June 20, 2018 | 3:30pm - 5pm
Reception to follow
Light refreshments provided
NCRC Research Auditorium
2800 Plymouth Road
Ann Arbor, 48109
The Challenge of Medical Artifical Intelligence
Medicine presents a particular problem for creating artificial intelligence (AI), because the issues and tasks involved are surprisingly subjective. Valid and useful AI requires not only reliable, unbiased, and extensive data, but also objective definitions and intentions. Assistance is most needed in day-to-day complex decision-making that requires data synthesis and integration, tasks we now approach with clinical intuition. This process is generally accepted as representing the ‘art’ of medicine despite being riddled with cognitive biases and often based on large information gaps. Resolving the subjectivity of medicine with the objectivity required for digitization—and the secondary creation of AI—first involves resolution of a number of questions: What do we want to do? What do we need to do? What can we do?
About Leo Celi:
Leo Anthony Celi has practiced medicine in three continents, giving him broad perspectives in healthcare delivery. As clinical research director and principal research scientist at the MIT Laboratory for Computational Physiology (LCP), and as an attending physician at the Beth Israel Deaconess Medical Center (BIDMC), he brings together clinicians and data scientists to support research using data routinely collected in the process of care. His group built and maintains the public-access Medical Information Mart for Intensive Care (MIMIC) database, which holds clinical data from over 60,000 stays in BIDMC intensive care units (ICU). It is an unparalleled research resource; over 5000 investigators from more than 70 countries have free access to the clinical data under a data use agreement. In 2016, LCP partnered with Philips eICU Research Institute to host the eICU database with more than 2 million ICU patients admitted across the United States.
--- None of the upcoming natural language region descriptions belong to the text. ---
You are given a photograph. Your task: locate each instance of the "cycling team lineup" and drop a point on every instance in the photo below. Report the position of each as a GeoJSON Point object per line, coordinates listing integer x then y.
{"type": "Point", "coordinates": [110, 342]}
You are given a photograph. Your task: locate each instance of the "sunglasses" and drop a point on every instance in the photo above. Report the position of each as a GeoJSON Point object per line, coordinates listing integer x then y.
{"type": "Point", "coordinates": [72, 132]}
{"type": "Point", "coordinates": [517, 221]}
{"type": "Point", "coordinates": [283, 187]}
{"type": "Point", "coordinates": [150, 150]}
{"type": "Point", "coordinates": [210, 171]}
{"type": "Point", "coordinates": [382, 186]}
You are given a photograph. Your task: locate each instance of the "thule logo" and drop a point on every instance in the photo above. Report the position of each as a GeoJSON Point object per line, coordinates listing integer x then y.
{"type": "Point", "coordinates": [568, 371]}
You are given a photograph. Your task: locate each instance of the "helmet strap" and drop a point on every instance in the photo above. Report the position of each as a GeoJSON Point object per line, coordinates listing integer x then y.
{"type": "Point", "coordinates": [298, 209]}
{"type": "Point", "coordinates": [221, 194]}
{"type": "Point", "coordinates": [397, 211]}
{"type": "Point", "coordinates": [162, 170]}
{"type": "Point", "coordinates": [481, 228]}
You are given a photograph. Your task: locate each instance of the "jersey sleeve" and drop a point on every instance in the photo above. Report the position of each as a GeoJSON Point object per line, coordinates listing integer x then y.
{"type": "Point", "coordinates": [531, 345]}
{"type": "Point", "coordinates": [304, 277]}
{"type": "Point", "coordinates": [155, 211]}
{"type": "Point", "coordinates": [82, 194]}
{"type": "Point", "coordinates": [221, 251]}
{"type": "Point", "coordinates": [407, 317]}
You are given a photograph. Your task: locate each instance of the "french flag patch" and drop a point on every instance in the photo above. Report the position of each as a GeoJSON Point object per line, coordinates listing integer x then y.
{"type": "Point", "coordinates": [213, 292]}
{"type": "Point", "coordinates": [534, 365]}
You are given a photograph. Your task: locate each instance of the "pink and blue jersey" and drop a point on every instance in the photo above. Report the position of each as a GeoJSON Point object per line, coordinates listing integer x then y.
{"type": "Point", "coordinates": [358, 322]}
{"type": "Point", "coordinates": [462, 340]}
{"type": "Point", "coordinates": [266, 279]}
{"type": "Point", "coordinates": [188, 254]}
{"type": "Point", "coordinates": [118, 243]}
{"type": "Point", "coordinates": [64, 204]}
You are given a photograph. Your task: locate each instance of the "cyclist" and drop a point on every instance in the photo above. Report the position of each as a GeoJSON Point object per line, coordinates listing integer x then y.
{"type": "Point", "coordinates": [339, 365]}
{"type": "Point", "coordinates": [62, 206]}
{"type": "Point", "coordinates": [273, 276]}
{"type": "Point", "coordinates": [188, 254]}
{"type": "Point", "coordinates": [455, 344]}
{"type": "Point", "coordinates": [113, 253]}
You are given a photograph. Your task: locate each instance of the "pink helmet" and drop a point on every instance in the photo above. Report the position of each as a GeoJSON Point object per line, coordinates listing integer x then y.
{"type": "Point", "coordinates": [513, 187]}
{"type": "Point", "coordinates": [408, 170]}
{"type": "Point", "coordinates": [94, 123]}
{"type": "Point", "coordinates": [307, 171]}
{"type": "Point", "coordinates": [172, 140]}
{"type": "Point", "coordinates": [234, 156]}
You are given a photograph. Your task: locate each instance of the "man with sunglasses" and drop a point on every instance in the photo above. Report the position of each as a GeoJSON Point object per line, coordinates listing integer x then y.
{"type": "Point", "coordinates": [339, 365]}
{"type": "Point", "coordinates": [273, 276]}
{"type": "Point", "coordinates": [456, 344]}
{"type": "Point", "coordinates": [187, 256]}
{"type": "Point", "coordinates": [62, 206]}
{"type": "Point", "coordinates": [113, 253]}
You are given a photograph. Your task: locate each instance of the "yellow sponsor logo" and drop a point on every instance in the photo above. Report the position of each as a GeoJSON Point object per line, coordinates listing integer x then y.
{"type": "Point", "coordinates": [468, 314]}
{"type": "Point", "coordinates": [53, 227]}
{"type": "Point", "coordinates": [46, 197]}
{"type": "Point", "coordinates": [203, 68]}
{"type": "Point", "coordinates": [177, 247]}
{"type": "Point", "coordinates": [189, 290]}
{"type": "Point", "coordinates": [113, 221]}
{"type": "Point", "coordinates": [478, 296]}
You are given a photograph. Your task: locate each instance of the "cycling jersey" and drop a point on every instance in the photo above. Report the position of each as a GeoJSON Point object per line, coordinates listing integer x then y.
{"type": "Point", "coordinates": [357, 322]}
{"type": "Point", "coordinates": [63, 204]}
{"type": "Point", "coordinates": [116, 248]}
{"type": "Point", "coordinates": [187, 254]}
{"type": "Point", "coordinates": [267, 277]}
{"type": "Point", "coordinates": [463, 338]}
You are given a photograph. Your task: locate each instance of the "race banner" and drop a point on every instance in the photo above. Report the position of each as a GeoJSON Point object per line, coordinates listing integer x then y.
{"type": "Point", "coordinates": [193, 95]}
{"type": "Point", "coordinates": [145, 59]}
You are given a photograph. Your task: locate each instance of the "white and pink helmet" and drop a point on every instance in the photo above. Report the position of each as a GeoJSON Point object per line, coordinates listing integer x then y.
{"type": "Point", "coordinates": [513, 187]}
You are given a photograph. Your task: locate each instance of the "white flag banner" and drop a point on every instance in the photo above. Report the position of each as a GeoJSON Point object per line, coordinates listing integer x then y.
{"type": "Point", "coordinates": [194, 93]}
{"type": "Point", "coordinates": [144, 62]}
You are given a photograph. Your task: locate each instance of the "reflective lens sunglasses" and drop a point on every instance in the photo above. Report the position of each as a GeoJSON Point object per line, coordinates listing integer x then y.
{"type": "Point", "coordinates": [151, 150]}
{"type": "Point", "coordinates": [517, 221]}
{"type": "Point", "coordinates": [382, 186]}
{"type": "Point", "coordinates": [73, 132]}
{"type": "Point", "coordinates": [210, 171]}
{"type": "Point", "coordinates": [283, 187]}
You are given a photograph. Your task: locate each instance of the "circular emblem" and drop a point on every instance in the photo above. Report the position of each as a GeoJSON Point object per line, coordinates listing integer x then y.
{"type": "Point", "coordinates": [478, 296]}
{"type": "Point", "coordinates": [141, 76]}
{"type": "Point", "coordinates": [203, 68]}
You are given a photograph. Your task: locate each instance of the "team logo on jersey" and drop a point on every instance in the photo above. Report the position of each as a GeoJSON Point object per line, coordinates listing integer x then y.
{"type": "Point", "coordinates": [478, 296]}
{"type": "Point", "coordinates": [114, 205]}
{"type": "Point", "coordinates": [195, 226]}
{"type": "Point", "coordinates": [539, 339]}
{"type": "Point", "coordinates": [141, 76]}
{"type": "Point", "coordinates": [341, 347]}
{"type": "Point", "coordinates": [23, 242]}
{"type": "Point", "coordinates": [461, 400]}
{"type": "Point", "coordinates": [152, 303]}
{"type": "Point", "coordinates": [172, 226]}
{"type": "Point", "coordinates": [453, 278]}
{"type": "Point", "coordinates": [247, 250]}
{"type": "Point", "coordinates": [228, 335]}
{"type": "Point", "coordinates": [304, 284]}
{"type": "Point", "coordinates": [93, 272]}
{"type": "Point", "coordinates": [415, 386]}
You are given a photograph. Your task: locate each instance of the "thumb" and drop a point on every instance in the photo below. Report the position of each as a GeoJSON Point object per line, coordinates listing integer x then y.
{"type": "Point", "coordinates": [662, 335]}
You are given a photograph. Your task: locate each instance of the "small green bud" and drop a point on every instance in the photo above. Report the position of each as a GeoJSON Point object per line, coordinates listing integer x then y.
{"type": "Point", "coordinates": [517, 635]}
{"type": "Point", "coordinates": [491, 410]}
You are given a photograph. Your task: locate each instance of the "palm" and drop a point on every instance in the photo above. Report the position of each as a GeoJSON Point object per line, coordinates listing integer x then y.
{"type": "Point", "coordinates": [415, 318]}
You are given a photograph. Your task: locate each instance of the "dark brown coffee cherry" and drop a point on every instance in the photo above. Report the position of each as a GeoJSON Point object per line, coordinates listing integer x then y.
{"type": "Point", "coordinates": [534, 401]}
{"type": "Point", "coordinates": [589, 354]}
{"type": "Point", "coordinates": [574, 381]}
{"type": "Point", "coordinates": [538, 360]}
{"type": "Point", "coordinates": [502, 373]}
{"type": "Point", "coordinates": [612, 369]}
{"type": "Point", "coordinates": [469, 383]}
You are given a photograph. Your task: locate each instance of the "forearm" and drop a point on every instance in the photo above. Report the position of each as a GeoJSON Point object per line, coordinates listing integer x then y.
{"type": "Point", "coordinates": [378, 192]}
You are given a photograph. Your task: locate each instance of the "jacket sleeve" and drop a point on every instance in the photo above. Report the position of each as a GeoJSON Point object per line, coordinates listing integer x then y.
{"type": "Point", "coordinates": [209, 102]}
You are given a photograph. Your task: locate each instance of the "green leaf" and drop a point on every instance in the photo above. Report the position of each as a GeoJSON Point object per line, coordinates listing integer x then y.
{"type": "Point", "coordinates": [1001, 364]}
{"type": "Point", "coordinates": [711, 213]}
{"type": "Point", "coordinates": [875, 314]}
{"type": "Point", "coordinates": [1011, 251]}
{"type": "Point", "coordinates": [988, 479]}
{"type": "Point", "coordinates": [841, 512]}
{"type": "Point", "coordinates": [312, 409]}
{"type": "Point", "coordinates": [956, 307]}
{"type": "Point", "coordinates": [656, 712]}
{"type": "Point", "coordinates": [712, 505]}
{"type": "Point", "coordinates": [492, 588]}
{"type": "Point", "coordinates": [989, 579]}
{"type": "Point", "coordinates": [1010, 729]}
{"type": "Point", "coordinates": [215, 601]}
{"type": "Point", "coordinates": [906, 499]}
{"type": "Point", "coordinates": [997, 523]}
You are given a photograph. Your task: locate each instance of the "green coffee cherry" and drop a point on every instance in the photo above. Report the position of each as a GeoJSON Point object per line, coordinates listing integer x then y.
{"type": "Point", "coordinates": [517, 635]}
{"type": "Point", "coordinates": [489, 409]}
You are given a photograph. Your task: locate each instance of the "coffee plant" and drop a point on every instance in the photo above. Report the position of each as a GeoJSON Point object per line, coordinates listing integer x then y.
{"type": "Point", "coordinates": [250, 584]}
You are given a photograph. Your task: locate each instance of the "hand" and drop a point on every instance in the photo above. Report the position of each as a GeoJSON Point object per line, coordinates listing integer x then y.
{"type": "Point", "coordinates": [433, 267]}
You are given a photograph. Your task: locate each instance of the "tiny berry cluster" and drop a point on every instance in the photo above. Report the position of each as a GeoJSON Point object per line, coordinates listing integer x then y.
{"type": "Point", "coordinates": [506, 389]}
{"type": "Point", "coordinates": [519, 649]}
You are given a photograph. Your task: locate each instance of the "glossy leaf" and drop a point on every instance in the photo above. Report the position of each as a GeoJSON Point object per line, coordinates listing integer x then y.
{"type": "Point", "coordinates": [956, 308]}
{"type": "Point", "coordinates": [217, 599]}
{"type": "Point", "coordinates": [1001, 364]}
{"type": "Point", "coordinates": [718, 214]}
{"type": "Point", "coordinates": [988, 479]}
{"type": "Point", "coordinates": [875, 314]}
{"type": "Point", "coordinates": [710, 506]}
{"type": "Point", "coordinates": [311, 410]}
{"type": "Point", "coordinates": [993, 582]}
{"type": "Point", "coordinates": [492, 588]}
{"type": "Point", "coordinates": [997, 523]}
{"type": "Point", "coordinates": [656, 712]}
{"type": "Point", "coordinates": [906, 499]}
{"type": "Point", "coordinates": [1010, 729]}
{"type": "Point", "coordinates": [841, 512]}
Leo also founded and co-directs Sana, a cross-disciplinary organization based at the Institute for Medical Engineering and Science at MIT, whose objective is to leverage information technology to improve health outcomes in low- and middle-income countries. He is one of the course directors for HST.936 – global health informatics to improve quality of care, and HST.953 – collaborative data science in medicine, both at MIT. He is an editor of the textbook for each course, both released under an open access license. The textbook “Secondary Analysis of Electronic Health Records” came out in October 2016 and was downloaded more the 100,000 times in the first year of publication. The massive open online course HST.936x “Global Health Informatics to Improve Quality of Care” was launched under edX in February 2017. Finally, Leo has spoken in 25 countries about the value of data in improving health outcomes.